Down the Road to a Driving Tax

Alan Thein Durning is the executive director of Northwest Environment Watch. Website:

Americans, and Californians above all, live in a motor-head democracy. More adults hold driver’s licenses than voter cards, and taxes on automobiles have been disappearing as fast as Democrats from the U.S. Senate. Red, blue and even Golden states have rushed to slash vehicle taxes, even as Hummers have flooded the highways.

So it was news this week when Gov. Arnold Schwarzenegger -- the bane of California car fees -- nominated Joan Borucki to lead the Department of Motor Vehicles. Borucki, the media quickly revealed, was on record as supporting a tax on driving. That’s right -- a tax on every mile driven in the state! And it might be collected by tracking devices in cars or by spy satellites overhead! That, at least, was the tone of some of the media coverage.

The back story, as usual, is much more nuanced. Borucki’s position turns out to be as middle-of-the-road as a double-yellow line, and it’s only one of a menu of innovative transportation taxes that states will opt -- or be forced -- to turn to in the future. Here’s the rub: The gas tax cannot collect enough money to keep up with needed road work because vehicle technology is hurtling toward alternatives, such as plug-in hybrids and fuel cells, that rarely need refueling. California’s motor vehicle emissions standards for greenhouse gases are hastening the arrival of these fuel-sippers, and the faster they arrive the more quickly gas-tax dollars will evaporate.

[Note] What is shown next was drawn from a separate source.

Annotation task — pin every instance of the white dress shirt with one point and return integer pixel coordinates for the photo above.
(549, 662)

So in recent years, when representatives of Big Transportation get together, the subject that most rouses their passion is how to keep paying for roads. The emerging, bipartisan consensus? A different kind of tax: user fees such as tolls and mileage charges.

New, “phantom tollbooth” technology allows toll collection without stopping. In the best of these systems, overhead scanners mounted on scaffolding debit the appropriate charge from a prepaid “smart card” on your dashboard. On highways such as Orange County’s 91 Freeway and Interstate 15 in San Diego, such a system is already in place, and the fees vary with the volume of traffic -- you get a break if you travel when those routes are less crowded.


But one-route-at-a-time tolling cannot fund the construction and upkeep of an entire highway network. The only hope of doing that is through comprehensive regional or even statewide systems. In my home city of Seattle, a pilot project is trying to perfect wireless tolling that covers the entire metropolitan area. Each of the 500 vehicles in the pilot project will have an onboard “taxi meter” that announces and deducts from a prepaid account the price for driving each street, based on congestion.

Researchers at Oregon State University are testing the technology for another approach, and it’s closer to what Borucki has suggested. There, tamper-proof electronic odometers would use satellite positioning systems to tally every mile everyone drives. At fuel-up time, the odometer transfers the mileage charge to your gas bill.

The ultimate promise of such technologies is that they allow society to bring the price of driving closer to its true cost. Mileage fees could vary so that it’s not only more costly to drive during rush hour, but to have a heavier car (which results in more road wear and risk to other motorists) or to have a car that pollutes more (and consequently damages the environment and others’ health).

Privacy advocates are right to fret about tracking systems in the hands of Big Brother. But these systems can be controlled so that they do not create a central registry of vehicles’ whereabouts. Meanwhile, most of the necessary technology -- Global Positioning System devices and transponders, for example -- already are installed in the navigation systems of luxury cars and in half of new GM vehicles. Two enormous side benefits for consumers are insurance savings for those who drive less (insurers already are beginning to offer these for GPS satellite-verified mileage reductions) and theft proofing. If your satellite-linked car is stolen -- or your teenager is out in it after curfew -- you’ll know exactly where to look. One British company even offers a service that allows you to disable your vehicle remotely.

In the context of technological change, and amid the urgent discussions about paying for transportation infrastructure, Borucki is no radical. In fact, her go-slow, mileage-only charging idea makes her a centrist. Many in the highway-industrial complex want to add mileage taxes on top of state gas taxes. She wants to eliminate the fuel tax entirely, which would likely keep driving fees about the same as they are now (about a penny a mile). That should be red meat to all motor-head citizens.